4.3 Multiple graphs in one figure
We showed how to make multiple facets in one graph, but what about if we’d like to arrange multiple different ggplot
graphs in one figure. There are a number of approaches to doing this. Our favourite at the moment is with the patchwork add-on package. Here is what the authors write: “The goal of patchwork is to make it ridiculously simple to combine separate ggplots into the same graphic.” Read and learn here more:
4.4 Factors
Variables that contain categories can, if one likes, be made factor type variables in R. This is useful when visualizing data, especially when we want to control the order in which categories are given in a figure. We describe this in detail in the Workflow Demonstration on prey diversity and predator population stability in the section Make the prey_composition
variable a factor with specific order.
Please note that it used to be that commonly used data import functions in R would automatically convert character variables to factors… so we just about always needed to deal with factors. But R changed, so now this doesn’t happen, and we are left with character variables. And we need to make variables factors if we want them to be so. As mentioned above, we mostly do this when we want to control the presentation order of categories in figures.
4.5 Other pipes
This is likely not so important, so only pay attention if you really have little better to do. There are a number of other pipes (in addition to %>%
). Take a look here for an explaination https://thewoodpeckr.wordpress.com/2020/02/10/upping-your-pipe-game/
4.6 Simulating data
If you’d like to simulate data, then function in the tidyverse provide a convenient general infrastructure, that can take the sting out of some of the more tedious housekeeping that one might otherwise need to take considerable care over. Have a look at this website https://www.r-bloggers.com/the-birthday-paradox-puzzle-tidy-simulation-in-r/. It provides a nice introduction to simulating in R with the tidyverse. It does, however, use a couple of functions (such as crossing
and map
) that we don’t use in the book, and you may need to read up about these separately.
4.7 Avoiding “loops”
Anyone with a programming background will think about using loops to repeat tasks. We can (and often do) make loops in R, but we do so much less frequently than we used to, at least when we’re analysing data. Instead, we now use the group_by
function to repeat tasks on groups of a dataset. An example of us doing this is in the fish dietary restriction workflow demonstration, where we calculate the growth rate of each of the 300 fish, by doing a linear regression on each fish and keeping the slope of the relationship. We accomplish this by using a group_by
to work on each fish separately, piped into a do
function, which contains the regression, followed by a little tidying (with the tidy
function of the **broom** package) and an
unnest`. It may sound complex, and even look so. But just remember that we just did 300 regressions (one for each fish) and got a nice tidy dataset with the slope of the regression line of each fish (with six lines of code).
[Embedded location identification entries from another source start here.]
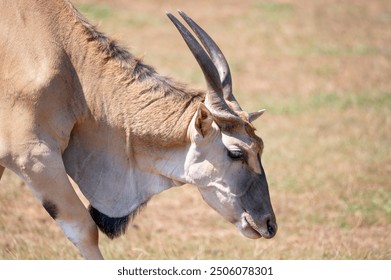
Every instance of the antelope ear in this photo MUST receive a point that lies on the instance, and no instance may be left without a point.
(253, 116)
(203, 119)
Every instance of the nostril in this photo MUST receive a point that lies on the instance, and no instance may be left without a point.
(271, 228)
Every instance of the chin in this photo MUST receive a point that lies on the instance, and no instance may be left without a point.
(248, 231)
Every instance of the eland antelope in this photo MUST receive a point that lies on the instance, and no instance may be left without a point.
(73, 103)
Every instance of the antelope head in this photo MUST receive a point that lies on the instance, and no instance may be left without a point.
(224, 158)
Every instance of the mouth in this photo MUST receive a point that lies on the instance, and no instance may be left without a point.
(250, 229)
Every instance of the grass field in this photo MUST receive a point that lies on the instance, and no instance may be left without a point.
(322, 69)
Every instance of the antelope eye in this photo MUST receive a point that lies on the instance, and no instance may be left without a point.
(235, 155)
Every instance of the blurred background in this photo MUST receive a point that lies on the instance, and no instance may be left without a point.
(322, 70)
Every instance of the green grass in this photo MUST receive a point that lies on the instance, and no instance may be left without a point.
(96, 11)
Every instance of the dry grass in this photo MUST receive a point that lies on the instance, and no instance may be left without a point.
(322, 70)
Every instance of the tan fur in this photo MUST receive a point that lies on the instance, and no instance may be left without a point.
(75, 103)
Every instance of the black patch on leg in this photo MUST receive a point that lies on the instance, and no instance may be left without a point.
(112, 227)
(51, 208)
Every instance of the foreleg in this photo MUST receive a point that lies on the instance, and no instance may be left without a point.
(44, 172)
(1, 171)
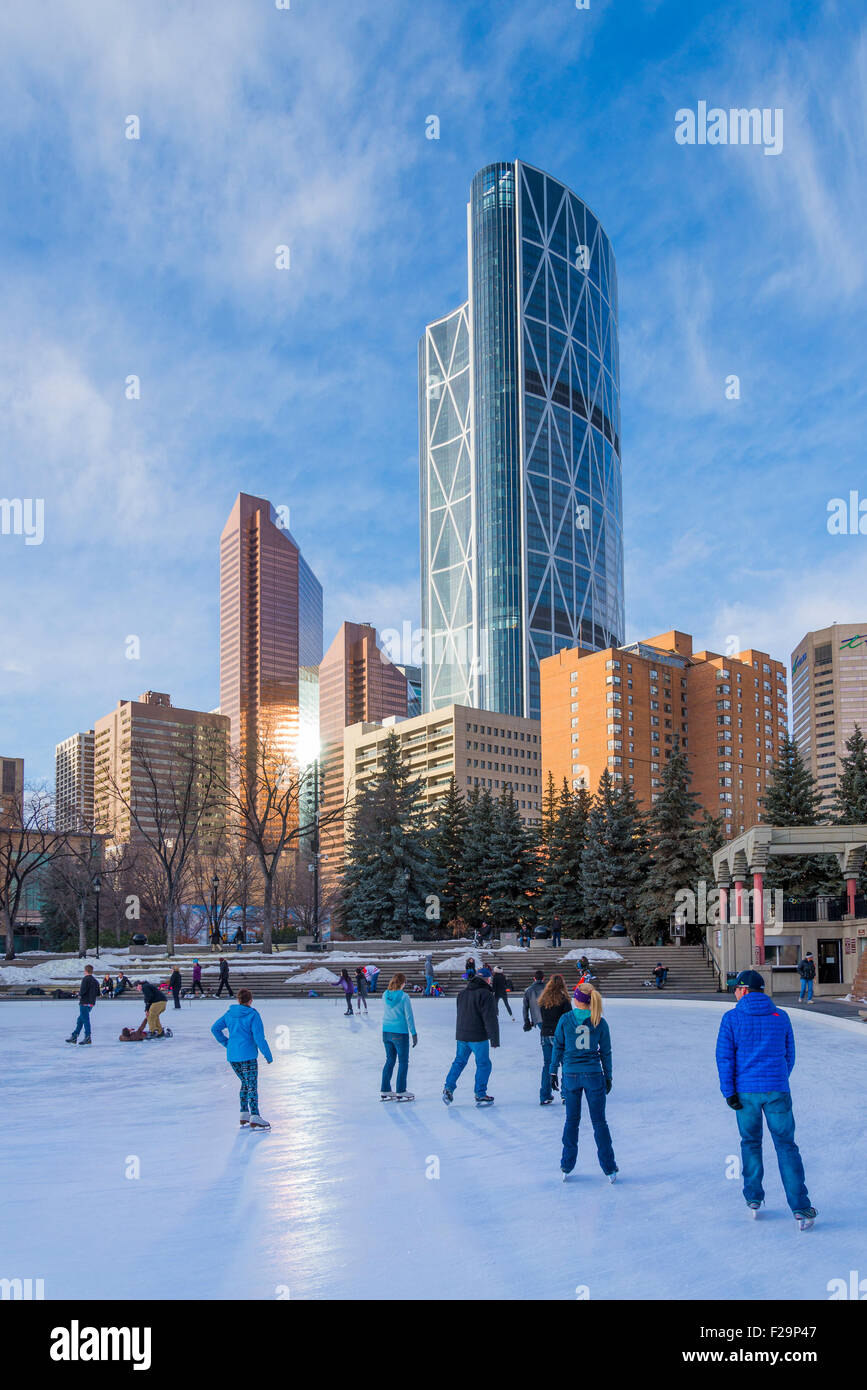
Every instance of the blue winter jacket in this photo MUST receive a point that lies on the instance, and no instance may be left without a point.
(755, 1047)
(582, 1048)
(246, 1036)
(398, 1016)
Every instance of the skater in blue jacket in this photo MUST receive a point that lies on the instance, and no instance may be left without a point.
(755, 1058)
(398, 1026)
(243, 1037)
(582, 1048)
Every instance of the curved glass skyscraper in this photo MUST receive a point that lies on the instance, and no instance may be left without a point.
(521, 534)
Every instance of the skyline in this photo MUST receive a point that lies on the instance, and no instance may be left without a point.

Bottom line. Try to avoid loops when working with data. But don’t think to avoid them forever… they can be very useful.
4.8 Syntax highlighting
From the book: “Throughout this book you will see that different parts of our R commands have different colours. We could here explain all the different parts and different colours. But then we would have to explain the grammar and syntax in more detail than we feel is currently useful for you. In case you wonder, however, please look on the Insights companion website (http://insightsfromdata.io).”
Now we’re writing this companion web site we still don’t see a great need to explain every colour and the corresponding type of R code. In any case, we can easily change the colours, so it would not make much sense to list the colours. If you’re really interested in digging down into this, take a look at the code for the highlight R package.
4.9 Summarise more than one variable
In the book and on this website we only summarise one column at a time. But we can do more than one. Please take a look at this webpage of the dplyr package, which details how to summarise multiple columns.